A little bite of truffles here and a little taste of cookie dough there doesn’t seem like it could do much harm, but over time the snacking can add up. Even though it doesn’t seem like much, the not so harmless bites are unfortunately still filled with fat and calories. This applies to if you’re cooking dishes rather than desserts, you should still limit you’re tasting to avoid filling up before the meal.
If you’re hosting a holiday event this season, you may want to double check that all of your Tupperware containers have lids because you’ll need them. Holiday leftovers are the scrooges of the healthy food realm. It’s okay to make some of your favorite dishes on the holidays, but send them home with your guests! If they’re in your fridge the next day, you’re more likely to eat them and sadly the calories haven’t disappeared overnight.

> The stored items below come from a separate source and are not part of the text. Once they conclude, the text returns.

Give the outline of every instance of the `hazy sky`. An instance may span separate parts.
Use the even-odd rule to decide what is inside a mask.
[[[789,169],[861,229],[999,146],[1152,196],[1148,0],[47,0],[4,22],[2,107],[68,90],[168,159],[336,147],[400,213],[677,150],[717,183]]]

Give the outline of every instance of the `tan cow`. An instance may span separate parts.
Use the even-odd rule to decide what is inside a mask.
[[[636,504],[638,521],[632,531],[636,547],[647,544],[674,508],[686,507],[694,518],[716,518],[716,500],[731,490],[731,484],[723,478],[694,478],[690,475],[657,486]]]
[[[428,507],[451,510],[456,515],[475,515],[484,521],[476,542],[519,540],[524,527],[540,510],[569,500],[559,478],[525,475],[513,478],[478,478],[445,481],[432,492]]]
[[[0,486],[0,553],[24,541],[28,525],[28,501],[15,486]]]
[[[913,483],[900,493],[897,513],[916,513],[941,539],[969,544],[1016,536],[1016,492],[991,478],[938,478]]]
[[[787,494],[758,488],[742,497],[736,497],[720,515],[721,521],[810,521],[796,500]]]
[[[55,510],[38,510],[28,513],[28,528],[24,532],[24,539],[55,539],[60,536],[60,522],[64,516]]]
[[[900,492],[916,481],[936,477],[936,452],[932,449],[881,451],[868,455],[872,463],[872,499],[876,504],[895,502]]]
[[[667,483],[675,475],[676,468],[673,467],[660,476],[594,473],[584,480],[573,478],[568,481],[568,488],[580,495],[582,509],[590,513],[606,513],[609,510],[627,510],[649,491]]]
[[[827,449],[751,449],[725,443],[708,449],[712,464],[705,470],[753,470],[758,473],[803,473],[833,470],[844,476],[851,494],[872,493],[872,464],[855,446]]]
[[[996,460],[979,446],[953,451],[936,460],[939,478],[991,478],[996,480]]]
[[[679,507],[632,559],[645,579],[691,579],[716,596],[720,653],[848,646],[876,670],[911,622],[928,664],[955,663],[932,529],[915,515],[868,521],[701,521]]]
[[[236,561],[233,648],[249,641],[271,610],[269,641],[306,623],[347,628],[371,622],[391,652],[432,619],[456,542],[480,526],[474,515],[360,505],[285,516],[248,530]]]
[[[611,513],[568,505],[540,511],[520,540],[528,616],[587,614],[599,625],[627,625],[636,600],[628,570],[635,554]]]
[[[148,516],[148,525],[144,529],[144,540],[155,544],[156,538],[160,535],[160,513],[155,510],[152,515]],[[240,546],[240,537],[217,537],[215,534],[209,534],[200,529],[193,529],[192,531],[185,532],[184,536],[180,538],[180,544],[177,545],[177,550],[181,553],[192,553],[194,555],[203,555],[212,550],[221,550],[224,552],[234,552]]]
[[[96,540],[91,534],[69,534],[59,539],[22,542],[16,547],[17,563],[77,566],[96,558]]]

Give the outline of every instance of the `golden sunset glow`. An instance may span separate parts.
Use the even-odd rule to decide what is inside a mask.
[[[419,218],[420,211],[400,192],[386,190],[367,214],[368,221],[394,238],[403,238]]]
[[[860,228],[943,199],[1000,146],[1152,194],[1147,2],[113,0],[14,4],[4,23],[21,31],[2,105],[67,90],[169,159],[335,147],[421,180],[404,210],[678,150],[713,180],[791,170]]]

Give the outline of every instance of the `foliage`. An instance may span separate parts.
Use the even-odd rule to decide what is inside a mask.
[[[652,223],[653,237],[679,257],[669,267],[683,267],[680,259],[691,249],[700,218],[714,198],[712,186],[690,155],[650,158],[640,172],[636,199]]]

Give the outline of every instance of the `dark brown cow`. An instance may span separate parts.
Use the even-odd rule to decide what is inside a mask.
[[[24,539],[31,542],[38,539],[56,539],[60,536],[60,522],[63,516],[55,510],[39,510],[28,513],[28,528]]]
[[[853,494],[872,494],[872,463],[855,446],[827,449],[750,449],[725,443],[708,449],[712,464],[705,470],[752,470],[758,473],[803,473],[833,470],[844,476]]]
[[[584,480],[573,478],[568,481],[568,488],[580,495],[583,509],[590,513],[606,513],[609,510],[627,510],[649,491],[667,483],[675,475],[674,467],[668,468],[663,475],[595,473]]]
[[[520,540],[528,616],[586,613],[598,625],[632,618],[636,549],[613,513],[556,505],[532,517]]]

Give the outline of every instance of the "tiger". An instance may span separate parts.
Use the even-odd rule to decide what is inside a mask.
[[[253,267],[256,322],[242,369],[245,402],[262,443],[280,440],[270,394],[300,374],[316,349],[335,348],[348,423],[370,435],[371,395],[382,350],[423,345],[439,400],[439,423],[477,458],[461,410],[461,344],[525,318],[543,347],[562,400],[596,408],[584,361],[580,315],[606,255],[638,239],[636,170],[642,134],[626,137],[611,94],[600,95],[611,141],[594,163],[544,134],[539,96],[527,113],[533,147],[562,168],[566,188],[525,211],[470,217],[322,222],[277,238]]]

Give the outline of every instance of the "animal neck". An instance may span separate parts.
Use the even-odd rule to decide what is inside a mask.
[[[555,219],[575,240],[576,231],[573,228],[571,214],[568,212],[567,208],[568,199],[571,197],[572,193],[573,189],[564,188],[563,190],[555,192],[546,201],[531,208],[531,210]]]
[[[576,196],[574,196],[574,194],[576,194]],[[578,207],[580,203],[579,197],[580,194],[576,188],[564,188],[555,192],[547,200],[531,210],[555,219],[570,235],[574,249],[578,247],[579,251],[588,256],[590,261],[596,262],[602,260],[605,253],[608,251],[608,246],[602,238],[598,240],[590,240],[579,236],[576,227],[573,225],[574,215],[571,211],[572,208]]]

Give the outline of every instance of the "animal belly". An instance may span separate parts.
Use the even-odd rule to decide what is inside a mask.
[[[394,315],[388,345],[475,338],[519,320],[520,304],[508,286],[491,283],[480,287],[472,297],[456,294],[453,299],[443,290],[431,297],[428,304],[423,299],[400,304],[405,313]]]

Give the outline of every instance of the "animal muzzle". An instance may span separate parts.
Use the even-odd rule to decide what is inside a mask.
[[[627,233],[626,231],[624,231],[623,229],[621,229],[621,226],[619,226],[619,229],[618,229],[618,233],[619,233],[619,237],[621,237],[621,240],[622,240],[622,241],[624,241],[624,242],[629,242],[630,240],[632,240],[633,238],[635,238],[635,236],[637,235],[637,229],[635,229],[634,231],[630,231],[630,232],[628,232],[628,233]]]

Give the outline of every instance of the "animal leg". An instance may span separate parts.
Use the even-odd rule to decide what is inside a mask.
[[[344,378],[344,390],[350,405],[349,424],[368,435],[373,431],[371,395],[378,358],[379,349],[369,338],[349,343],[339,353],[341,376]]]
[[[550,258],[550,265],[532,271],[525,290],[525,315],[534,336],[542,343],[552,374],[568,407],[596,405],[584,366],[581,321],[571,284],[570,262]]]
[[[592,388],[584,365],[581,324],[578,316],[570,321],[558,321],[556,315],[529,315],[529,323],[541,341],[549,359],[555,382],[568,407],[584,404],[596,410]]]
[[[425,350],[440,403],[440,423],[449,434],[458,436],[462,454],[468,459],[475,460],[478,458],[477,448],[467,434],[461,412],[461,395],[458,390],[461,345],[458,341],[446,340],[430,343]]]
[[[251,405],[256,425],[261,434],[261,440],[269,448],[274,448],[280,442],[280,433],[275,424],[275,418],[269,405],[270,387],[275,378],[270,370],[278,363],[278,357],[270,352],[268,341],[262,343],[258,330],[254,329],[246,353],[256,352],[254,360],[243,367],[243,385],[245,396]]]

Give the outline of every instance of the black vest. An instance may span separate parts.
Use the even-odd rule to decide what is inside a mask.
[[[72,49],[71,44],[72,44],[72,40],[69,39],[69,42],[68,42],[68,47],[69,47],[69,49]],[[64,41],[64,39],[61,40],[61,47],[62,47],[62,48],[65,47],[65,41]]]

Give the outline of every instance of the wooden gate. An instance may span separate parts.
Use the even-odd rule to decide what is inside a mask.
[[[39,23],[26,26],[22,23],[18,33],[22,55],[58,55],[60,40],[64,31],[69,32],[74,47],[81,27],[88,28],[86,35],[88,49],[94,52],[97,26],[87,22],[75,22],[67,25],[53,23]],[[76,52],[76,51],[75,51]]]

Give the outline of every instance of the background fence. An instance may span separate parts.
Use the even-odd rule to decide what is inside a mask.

Do you have a party on the schedule for later on in the week? Plan to cut calories in other ways to avoid over eating the day of. If you’re having a salad with grilled chicken sprinkled with feta and a side of soup, skip the feta and the soup. Say you usually have a sandwich and veggies for lunch, stick to a light dressing and only have half the sandwich. Rely on lean proteins and foods high in fiber to help you stay fuller for longer. I promise you’ll feel less guilty about the o so irresistible snowman cupcake at the party that was just too cute to pass up.
Keeping your heart rate up for just twenty minutes a day can help burn up to 200 calories. If you still have some last minute shopping to do, pass up online shopping and get to the mall. While you’re their, hit the stairs and skip out on the elevator or escalator. If you’re standing in line waiting to purchase your items, do some discrete calf raises (I promise nobody will notice). Just try to keep moving this holiday season!